Bondi’s behaviour is reprehensible, and she should be held criminally accountable. But she is the tip of the iceberg. Both Bondi and Maxwell are culpable for the crimes they committed. Yet they are expendable players, tried in the court of public opinion, burned at the stake, while the true architects of abuse remain shielded from scrutiny. Burning these women may feel righteous—but it does not burn away our complicity. Judgment feels like justice, but it is not. Responsibility asks: who looked away? Who stayed silent? Who built the culture that let predators thrive? The uncomfortable truth is: we all have. We actively participate in burning these women to feel clean, while the armour of shame that allowed these systems to flourish persists.
Every time someone names an uncomfortable truth, we look away. We change the subject. We police each other. This is our society. This is what shame has trained us to do. We participate unconsciously and consciously every day. Shame numbs us. It lets abuse happen. It keeps us from seeing, acting, and confronting the architecture of harm beyond the sacrificial lambs. And yet we call the women at the tip of the iceberg “shameless.” We keep the fire on them while the architecture of abuse remains untouched.

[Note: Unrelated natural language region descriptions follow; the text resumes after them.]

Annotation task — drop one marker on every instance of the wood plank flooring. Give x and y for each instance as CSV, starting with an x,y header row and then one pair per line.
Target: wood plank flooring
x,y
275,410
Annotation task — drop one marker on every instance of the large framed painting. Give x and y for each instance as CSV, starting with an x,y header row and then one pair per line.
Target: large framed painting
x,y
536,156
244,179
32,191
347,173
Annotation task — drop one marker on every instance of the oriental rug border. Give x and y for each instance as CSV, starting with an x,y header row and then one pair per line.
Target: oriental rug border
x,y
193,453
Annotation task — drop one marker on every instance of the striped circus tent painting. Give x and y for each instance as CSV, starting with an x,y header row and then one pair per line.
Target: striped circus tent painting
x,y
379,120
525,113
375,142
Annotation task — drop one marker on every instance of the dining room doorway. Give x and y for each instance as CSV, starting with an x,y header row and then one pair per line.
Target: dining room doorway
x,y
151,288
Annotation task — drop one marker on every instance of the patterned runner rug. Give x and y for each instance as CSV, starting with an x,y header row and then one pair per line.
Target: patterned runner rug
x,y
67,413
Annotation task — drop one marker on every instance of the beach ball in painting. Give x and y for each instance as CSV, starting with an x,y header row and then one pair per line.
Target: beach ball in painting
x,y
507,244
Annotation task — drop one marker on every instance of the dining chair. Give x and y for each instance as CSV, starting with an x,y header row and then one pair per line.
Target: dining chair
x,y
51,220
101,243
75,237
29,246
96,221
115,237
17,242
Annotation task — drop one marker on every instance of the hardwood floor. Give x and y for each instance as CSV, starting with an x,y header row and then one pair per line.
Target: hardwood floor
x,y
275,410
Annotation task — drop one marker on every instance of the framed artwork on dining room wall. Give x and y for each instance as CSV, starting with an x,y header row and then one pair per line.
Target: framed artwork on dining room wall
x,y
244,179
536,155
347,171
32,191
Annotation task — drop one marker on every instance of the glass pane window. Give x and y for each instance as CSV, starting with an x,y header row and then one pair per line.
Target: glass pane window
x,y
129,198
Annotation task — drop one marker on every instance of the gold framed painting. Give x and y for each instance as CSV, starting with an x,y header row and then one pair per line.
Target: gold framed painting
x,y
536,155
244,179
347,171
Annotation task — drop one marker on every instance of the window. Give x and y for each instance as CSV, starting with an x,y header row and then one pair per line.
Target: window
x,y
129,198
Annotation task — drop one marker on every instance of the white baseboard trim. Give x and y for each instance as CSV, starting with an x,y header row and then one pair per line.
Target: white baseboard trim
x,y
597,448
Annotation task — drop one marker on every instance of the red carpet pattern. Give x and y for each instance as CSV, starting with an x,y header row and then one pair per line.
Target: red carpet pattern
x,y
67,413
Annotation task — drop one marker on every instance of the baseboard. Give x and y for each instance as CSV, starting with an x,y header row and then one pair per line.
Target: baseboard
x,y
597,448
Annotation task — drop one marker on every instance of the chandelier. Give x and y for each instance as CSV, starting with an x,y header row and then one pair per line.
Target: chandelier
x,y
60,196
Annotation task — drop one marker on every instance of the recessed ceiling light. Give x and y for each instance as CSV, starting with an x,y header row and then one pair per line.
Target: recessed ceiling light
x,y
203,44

Bondi couldn’t face the victims. She couldn’t take responsibility. Her shame prevented her from doing what was necessary.
Will you do the same?
Will you finally look?
Will you dare to see?
Or, like Bondi will you turn away?
Comment (0)
Trauma Matrix | Emma Lyons
No shaming comments please – Leave the moral posturing at the door.
Tides of Truth
Thank you for this essay. Much to think about. I had just relegated Bondi’s speech and actions to something like, “She was forced to dismiss the files. She’s following orders.” But that would just lead to the question: who gives the orders, and why do people follow such orders? Aha… shame? If someone orders me to, say, torture a puppy, and I do it for money, power, status, or fear of the order-giver, then I am going to have immense shame. Why? Because I know that my actions are not aligning with my values. Thus, shame is still there, the overarching theme.
Trauma Matrix | Emma Lyons
Thank you so much for your comment Tides of Truth. Yes- exactly. Following orders, keeping your head down, protecting your status, or obeying authority isn’t “neutral.” It’s shame in action. Shame enforces hierarchies, drives compliance, and shapes behavior even when people think they’re just “doing their job.” Bondi’s performance is a vivid example of that mechanism at work.
Lani Gallimore
Thank you for calling it, Emma (as always). So much truth here.